On Sunday 1 August, the new Finnish education law came into force, extending compulsory education to 18 years, compared to the previous limit of 16.
According to the Ministry of Economic Affairs and Employment, extending compulsory education to upper secondary education will cause changes to legislation concerning work carried out by people under 18 years of age.
"The starting point is that young people’s work shifts must not overlap with instruction that requires their attendance," the Ministry stressed.
From now on, compulsory education ends when the person reaches the age of 18 or when they complete an upper secondary qualification (a general upper secondary qualification or a vocational qualification).
But under the Young Workers Act, an employer can hire a person who has turned 15 years and has completed compulsory education to an employment or public service relationship on a permanent basis.
As a result of the amendment to the Act, a young boy or girl aged 15 years, who has completed the basic education syllabus referred to in the Basic Education Act or whose obligation to complete the basic education syllabus has otherwise ended, may be admitted to permanent employment. Young people usually complete the basic education syllabus (basic education) in the year when they turn 16.
A young boy or girl who has completed basic education and who attends upper secondary education can still work part-time, for example, insofar as the work is suitable for them. It is also still possible to complete a vocational qualification as apprenticeship training based on fixed-term employment or public service relationship.
Before hiring a young worker, an employer must obtain a reliable account of their age and that their obligation to complete the basic education syllabus has ended.
The Act lays down the conditions under which young people under 15 years of age and those still attending basic education can be employed during the school year or holidays. The Act also contains terms under which a boy or a girl aged 13 or younger may be hired to work temporarily as a performer or assistant at art and cultural performances or similar events. These provisions remain unchanged.

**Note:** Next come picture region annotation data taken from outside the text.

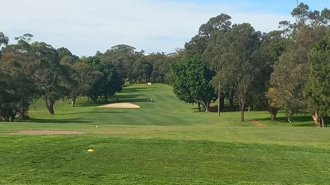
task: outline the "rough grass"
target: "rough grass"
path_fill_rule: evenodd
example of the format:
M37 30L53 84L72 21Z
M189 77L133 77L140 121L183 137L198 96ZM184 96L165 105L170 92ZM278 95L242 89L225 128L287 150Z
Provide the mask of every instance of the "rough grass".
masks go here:
M293 127L282 114L272 121L260 111L241 123L238 112L198 113L162 84L126 87L117 97L141 108L100 108L102 100L81 98L75 107L58 102L50 115L39 101L29 120L0 123L2 133L87 133L0 134L0 183L330 183L329 130L313 127L307 115L295 118Z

School studies and work shifts
Attending compulsory education is a young person’s primary obligation. For this reason, a provision has been added to the Act concerning employees under the age of 18 who are attending post-comprehensive compulsory education, which usually is upper secondary education. Employers must arrange the working hours of such young workers in a way that does not preclude their participation in education.

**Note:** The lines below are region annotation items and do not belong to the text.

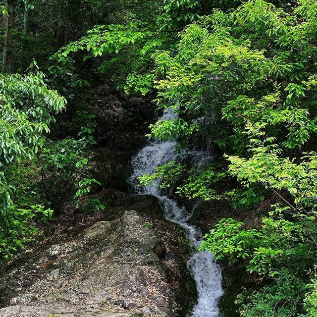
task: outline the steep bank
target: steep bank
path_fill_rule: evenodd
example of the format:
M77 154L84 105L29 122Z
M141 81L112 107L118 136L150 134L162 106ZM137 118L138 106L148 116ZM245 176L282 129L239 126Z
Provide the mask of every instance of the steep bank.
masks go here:
M2 270L0 317L185 316L195 295L183 232L153 197L103 194L113 200L102 221L68 228Z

In order for the employer to plan work shifts, a young worker must inform the employer well in advance of any compulsory study attendance required of them.
If work and studies overlap, a young worker has the right to refuse a shift that would prevent them from participating in instruction.
These amendments also apply to work carried out in shipping and on fishing vessels. As before, people who work at sea and on fishing vessels must be at least 16 years old.